Moreover, death spiral can lead to “financial contagion”. If fire-sale prices from a distressed bank become relevant marks for other banks, mark-to-market accounting can cause write-downs and regulatory capital problems for otherwise sound banks (Cifuentes, Ferrucci, and Shin, 2005; Allen and Carletti, 2008; Heaton, Lucas, and McDonald, 2009).[4] This is considered to be systemic risk in the banking industry.
As with any standard setting body, the FASB was faced with tradeoffs when it made the decision to implement this new standard. Since this is an imperfect world with information problems, it is difficult to know what the absolute best option is.

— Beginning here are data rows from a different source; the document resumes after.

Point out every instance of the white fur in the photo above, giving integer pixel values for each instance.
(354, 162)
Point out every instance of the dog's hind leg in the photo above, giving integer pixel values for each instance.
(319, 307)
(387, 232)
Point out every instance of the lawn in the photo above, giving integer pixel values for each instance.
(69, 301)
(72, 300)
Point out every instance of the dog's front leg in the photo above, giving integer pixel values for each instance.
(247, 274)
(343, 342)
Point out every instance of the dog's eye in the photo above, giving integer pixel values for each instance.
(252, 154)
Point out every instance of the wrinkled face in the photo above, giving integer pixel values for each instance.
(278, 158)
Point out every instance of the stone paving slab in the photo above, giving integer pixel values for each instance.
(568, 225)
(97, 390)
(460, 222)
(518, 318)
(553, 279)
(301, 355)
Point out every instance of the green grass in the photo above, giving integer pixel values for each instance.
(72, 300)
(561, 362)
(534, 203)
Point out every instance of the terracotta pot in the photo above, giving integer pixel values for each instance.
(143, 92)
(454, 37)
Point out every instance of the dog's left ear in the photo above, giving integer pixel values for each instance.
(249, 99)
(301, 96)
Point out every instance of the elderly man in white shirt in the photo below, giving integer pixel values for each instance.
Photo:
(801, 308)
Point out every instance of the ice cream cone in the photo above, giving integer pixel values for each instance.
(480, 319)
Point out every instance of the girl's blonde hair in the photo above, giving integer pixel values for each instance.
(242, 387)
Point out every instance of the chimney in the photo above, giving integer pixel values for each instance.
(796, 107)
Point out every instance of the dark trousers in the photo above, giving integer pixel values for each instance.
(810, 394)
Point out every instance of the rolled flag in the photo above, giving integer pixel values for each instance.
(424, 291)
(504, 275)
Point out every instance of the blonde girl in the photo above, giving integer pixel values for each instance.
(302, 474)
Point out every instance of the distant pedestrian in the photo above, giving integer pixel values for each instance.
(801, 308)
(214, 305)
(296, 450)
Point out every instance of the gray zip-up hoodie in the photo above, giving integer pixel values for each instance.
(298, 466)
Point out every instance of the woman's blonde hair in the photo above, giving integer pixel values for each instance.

This is why it is important that the FASB, along with all other participants in the financial environment, become knowledgeable in their fields, and assess how their decisions and performance may affect others. This stands true for auditors and their role in the financial markets and crisis.
To strike the balance between reliability and relevance, some scholars propose a double-disclosure—fair-value measurement backed up by historical cost figures: "The best way to ensure that regulators, investors, and the market at large have a full understanding of banks’ true financial conditions is to include changes in the value of financial instruments over time in financial statements, along with historical cost figures."[5]
In fact, FASB is not planning to abandon historical cost accounting for financial
instruments held for collection or payment of contractual cash flows, because it provides useful information about the potential cash flows associated with these financial instruments. Indeed, the difference between amortized cost and fair value captures the expected
impact of current economic conditions on existing financial instruments. FASB is recommending for financial instruments held for collection or
payment of contractual cash flows that amortized cost and fair value information be given equal prominence on the financial statements and, thus, that both measures be made available for these financial instruments in public releases of financial reporting information. This dual presentation in financial statements — which some investors have asked for—would ensure that both relevant measures are given adequate attention by banks and their auditors.[5]